In order to meet emergency requests for MDT, WHO maintains at the donor’s expense, substantial buffer stocks at the manufacturing plant. Currently these buffer stocks are equivalent to around 40% of global annual requirements but vary depending on perceived need. To ensure a rapid response to requests for smaller emergency supplies, WHO maintains additional buffer stocks at its headquarters in Geneva and Regional Office in Manila. Response times from WHO Geneva are typically 48 hours and most despatches are made via courier.

he Global Leprosy Strategy

In 2016 WHO launched the Global Leprosy Strategy 2016–2020: Accelerating towards a leprosy-free world, which aims to reinvigorate efforts to control leprosy and avert disabilities, especially among children still affected by the disease in endemic countries.
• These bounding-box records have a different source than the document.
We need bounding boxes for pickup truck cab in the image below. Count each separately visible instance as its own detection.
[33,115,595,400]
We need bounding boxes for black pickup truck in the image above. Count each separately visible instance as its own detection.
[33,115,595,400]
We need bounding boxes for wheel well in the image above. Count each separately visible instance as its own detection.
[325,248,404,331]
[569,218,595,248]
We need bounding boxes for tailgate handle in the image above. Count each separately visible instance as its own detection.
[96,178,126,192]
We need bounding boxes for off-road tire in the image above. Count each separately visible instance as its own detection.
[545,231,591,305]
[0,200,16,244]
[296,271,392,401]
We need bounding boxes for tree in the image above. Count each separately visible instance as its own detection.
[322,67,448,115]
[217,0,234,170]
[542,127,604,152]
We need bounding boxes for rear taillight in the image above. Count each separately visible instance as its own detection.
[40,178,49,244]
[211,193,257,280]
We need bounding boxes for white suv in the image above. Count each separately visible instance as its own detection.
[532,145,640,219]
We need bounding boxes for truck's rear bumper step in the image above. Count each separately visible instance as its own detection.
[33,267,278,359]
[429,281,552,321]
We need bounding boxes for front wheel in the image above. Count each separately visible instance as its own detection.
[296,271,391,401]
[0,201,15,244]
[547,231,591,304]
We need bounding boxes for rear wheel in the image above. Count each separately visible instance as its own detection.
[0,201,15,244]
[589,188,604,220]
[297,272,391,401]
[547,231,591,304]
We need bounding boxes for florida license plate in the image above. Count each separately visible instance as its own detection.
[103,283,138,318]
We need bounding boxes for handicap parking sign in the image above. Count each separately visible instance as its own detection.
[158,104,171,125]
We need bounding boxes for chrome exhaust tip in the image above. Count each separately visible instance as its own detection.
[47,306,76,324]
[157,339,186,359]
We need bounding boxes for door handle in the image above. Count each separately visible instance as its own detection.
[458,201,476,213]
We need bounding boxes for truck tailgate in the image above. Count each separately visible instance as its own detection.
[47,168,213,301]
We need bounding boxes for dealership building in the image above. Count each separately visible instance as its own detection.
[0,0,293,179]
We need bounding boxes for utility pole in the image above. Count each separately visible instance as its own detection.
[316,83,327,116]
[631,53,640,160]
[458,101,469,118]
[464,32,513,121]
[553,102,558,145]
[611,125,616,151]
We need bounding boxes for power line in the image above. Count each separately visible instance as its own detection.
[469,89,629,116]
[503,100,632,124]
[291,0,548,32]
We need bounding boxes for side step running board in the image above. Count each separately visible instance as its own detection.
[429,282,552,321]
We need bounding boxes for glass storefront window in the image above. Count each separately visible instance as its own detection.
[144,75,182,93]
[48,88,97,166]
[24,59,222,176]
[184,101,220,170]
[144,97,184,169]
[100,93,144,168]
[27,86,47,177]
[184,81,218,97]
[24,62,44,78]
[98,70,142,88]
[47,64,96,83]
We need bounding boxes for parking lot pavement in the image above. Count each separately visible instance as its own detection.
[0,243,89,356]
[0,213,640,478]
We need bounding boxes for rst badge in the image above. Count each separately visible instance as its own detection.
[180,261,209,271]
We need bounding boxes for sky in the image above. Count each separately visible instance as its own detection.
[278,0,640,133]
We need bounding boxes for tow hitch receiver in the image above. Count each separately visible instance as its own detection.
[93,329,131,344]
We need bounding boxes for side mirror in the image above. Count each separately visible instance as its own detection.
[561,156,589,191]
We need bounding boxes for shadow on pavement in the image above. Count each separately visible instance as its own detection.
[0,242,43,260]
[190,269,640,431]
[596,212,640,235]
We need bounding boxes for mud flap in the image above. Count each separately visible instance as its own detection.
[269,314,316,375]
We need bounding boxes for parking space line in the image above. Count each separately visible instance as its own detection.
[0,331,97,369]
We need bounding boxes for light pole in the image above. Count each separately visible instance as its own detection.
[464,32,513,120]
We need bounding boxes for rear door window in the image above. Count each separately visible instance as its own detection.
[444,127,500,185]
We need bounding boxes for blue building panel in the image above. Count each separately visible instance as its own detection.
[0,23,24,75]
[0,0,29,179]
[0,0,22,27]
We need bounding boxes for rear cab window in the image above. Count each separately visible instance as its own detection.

The strategy emphasizes the need to sustain expertise and increase the number of skilled leprosy staff, improve the participation of affected persons in leprosy services and reduce visible deformities as well as stigmatization associated with the disease. It also calls for renewed political commitment and enhanced coordination among partners while highlighting the importance of research and improved data collection and analysis.

The key interventions needed to achieve the targets include:

• detecting cases early before visible disabilities occur, with a special focus on children as a way to reduce disabilities and reduce transmission;
• targeting detection among higher risk groups through campaigns in highly endemic areas or communities; and
• improving health care coverage and access for marginalized populations.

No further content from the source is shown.